- Barauliya Location in Uttar Pradesh, India
- Coordinates: 27°26′07″N 78°56′03″E﻿ / ﻿27.43533°N 78.93422°E
- Country: India
- State: Uttar Pradesh
- District: Mainpuri
- Tehsil: Mainpuri

Area
- • Total: 1.151 km^{2} (0.444 sq mi)

Population (2011)
- • Total: 1,133
- • Density: 984.4/km^{2} (2,549/sq mi)
- Time zone: UTC+5:30 (IST)

= Barauliya, Mainpuri =

Village in Uttar Pradesh, India

Barauliya is a village in Kuraoli block of Mainpuri district, Uttar Pradesh, India. As of 2011, it had a population of 1,133, in 208 households.

== Demographics ==
As of 2011, Barauliya had a population of 1,133, in 208 households. This population was 54.4% male (616) and 45.6% female (517). The 0-6 age group numbered 200 (114 male and 86 female), or 17.7% of the total population. 105 residents were members of Scheduled Castes, or 20.3% of the total.

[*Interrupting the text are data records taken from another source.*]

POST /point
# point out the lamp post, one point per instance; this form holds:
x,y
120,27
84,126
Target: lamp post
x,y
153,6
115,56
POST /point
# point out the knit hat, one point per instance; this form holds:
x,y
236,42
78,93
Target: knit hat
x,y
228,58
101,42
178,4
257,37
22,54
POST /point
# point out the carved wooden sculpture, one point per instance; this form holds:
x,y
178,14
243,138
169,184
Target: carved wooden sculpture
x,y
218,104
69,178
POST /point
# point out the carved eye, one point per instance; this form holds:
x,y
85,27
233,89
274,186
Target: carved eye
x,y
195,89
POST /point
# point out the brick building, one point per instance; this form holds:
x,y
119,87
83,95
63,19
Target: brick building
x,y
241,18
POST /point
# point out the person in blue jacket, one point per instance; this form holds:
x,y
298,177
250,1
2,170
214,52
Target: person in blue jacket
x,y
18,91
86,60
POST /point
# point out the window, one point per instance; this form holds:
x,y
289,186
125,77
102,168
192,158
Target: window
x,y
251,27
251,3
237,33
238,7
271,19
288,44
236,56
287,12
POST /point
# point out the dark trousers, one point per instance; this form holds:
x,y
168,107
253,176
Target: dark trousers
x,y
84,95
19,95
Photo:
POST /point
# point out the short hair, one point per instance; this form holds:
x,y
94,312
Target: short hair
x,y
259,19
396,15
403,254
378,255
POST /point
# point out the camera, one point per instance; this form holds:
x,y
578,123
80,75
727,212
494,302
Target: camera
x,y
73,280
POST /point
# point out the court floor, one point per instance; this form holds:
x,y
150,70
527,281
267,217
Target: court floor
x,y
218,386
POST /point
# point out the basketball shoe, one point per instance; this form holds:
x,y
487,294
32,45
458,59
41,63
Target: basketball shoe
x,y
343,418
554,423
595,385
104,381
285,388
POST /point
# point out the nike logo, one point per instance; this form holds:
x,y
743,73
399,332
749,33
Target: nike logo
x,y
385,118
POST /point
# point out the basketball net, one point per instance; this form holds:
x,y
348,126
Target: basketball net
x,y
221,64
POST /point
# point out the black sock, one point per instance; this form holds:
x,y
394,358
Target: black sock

The 1981 census recorded Barauliya as having a population of 891 people, in 154 households.

The 1961 census recorded Barauliya as comprising 1 hamlet, with a total population of 607 people (332 male and 275 female), in 112 households and 77 physical houses. The area of the village was given as 291 acres.

== Infrastructure ==
As of 2011, Barauliya had 1 primary school; it did not have any healthcare facilities. Drinking water was provided by hand pump; there were no public toilets. The village did not have a post office or public library; there was at least some access to electricity for all purposes. Streets were made of both kachcha and pakka materials.